Situation-Aware Interactive MPC Switching for Autonomous Driving
For autonomous driving systems, this work provides a practical strategy to achieve high performance in interactive traffic scenarios without incurring prohibitive computational overhead.
The paper addresses the challenge of balancing performance and computational cost in autonomous driving by developing a neural network-based classifier that switches between MPC formulations of varying fidelity based on situational demands. The approach improves overall performance while significantly reducing computational load by invoking advanced interactive MPC only in rare critical situations.
Autonomous driving in interactive traffic scenarios remains challenging because of the mutual influence among vehicles and the inherent uncertainty of surrounding agents.
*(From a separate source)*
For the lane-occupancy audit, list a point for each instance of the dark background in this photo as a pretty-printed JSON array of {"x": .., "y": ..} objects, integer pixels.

Several model predictive control (MPC) formulations have been proposed to address this challenge, each adopting a different model of inter-agent interaction. While higher-fidelity interaction models enable more intelligent behavior, they incur substantially greater computational cost. Since strong interactions arise only occasionally in real traffic, a practical strategy for balancing performance and computational overhead is to invoke an appropriate controller based on situational demands. To this end, we first conduct a comparative study to assess and hierarchize the interactive capabilities of different MPC formulations. Building on this hierarchy, we then develop a neural network-based classifier for situation-aware switching among these controllers. We demonstrate that, by invoking the most advanced interactive MPC only in rare but critical situations and relying on a basic MPC in the majority of situations, situation-aware switching substantially improves overall performance while significantly reducing computational load.